Synset expansion on translation graph for automatic wordnet construction


ERCAN G. , Haziyev F.

INFORMATION PROCESSING & MANAGEMENT, cilt.56, ss.130-150, 2019 (SCI İndekslerine Giren Dergi) identifier identifier

  • Cilt numarası: 56 Konu: 1
  • Basım Tarihi: 2019
  • Doi Numarası: 10.1016/j.ipm.2018.10.002
  • Dergi Adı: INFORMATION PROCESSING & MANAGEMENT
  • Sayfa Sayıları: ss.130-150

Özet

Research on clustering algorithms in synonymy graphs of a single language yields promising results, however, this idea is not yet explored in a multilingual setting. Nevertheless, moving the problem to a multilingual translation graph enables the use of more clues and techniques not possible in a monolingual synonymy graph.
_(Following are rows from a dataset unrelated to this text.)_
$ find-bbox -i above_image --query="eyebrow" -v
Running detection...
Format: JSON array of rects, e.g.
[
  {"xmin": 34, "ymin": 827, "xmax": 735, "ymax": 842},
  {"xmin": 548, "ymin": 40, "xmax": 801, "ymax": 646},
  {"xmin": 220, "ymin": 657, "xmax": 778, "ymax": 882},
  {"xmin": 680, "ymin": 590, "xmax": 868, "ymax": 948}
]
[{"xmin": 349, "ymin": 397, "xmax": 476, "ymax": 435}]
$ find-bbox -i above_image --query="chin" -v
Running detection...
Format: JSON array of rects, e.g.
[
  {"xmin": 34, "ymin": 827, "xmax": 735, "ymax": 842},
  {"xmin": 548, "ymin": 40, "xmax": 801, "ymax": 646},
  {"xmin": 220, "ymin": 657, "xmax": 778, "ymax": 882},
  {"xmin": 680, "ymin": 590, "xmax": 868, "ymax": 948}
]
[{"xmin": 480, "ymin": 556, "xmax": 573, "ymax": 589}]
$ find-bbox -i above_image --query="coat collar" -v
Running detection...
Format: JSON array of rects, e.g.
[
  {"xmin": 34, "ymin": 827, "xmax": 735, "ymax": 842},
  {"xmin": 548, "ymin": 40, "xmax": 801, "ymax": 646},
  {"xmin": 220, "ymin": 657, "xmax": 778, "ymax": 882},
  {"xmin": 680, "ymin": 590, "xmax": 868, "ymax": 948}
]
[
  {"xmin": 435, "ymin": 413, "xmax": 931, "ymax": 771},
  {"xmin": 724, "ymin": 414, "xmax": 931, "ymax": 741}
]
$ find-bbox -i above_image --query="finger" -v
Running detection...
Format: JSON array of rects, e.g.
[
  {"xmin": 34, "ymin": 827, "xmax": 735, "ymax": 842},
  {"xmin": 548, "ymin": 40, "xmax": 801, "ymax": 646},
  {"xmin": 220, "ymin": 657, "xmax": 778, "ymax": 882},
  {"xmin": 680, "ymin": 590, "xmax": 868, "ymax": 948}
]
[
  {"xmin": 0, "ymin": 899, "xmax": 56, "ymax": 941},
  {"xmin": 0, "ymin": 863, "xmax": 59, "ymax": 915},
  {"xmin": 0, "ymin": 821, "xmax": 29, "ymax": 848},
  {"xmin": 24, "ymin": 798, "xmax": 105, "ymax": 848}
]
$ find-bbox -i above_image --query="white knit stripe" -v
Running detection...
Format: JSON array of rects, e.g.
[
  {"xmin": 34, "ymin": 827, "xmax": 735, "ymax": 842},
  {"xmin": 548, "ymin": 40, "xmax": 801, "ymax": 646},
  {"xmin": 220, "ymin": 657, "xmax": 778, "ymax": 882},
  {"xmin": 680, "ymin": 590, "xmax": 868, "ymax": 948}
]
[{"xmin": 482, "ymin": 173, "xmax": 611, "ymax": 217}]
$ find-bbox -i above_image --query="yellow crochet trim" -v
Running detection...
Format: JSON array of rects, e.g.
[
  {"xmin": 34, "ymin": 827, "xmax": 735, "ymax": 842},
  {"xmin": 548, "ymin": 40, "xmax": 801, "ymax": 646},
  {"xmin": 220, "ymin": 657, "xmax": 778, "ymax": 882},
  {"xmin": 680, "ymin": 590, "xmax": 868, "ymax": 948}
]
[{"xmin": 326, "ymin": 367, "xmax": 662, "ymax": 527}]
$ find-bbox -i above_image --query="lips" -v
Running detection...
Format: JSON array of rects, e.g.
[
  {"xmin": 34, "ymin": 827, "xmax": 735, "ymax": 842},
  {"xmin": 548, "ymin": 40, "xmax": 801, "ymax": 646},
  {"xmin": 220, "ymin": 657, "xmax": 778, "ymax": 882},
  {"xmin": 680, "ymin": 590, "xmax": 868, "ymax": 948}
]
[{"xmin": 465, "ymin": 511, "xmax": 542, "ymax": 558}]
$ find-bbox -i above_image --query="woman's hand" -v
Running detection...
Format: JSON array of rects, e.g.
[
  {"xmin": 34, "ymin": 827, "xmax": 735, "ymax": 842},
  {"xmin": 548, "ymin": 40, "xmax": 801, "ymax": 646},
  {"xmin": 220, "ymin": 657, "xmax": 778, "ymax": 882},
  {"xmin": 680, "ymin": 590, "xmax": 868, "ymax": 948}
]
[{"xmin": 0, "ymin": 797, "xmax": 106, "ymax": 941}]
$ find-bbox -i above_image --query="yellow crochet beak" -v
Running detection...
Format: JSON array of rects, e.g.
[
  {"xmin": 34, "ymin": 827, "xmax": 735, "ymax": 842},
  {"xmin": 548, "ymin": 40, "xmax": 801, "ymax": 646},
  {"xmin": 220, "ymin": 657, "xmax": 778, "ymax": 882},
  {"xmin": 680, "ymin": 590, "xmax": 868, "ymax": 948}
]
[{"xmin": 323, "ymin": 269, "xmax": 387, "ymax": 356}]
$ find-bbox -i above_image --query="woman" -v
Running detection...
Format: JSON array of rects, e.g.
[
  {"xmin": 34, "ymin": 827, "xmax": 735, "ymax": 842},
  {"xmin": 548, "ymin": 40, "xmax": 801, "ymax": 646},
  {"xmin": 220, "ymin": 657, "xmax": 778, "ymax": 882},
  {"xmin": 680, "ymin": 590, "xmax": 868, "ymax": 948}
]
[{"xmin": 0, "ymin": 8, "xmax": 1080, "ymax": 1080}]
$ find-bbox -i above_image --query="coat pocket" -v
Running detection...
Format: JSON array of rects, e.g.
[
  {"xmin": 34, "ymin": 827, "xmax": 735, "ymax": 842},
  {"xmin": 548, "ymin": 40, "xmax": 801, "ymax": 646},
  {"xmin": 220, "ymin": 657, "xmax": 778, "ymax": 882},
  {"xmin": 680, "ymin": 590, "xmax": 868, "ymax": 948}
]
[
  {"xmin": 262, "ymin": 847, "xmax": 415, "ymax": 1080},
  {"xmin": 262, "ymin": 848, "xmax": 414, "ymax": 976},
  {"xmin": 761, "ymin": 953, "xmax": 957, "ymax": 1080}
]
This article explores the potential of sense induction methods in a massively multilingual translation graph. For this purpose, the performance of graph clustering methods in synset detection are investigated. In the context of translation graphs, the use of existing Wordnets in different languages is an important clue for synset detection which cannot be utilized in a monolingual setting. Casting the problem into an unsupervised synset expansion task rather than a clustering or community detection task improves the results substantially. Furthermore, instead of a greedy unsupervised expansion algorithm guided by heuristics, we devise a supervised learning algorithm able to learn synset expansion patterns from the words in existing Wordnets to achieve superior results. As the training data is formed of already existing Wordnets, as opposed to previous work, manual labeling is not required. To evaluate our methods, Wordnets for Slovenian, Persian, German and Russian are built from scratch and compared to their manually built Wordnets or labeled test-sets. Results reveal a clear improvement over 2 state-of-the-art algorithms targeting massively multilingual Wordnets and competitive results with Wordnet construction methods targeting a single language. The system is able to produce Wordnets from scratch with a Wordnet base concept coverage ranging from 20% to 88% for 51 languages and expands existing Wordnets up to 30%.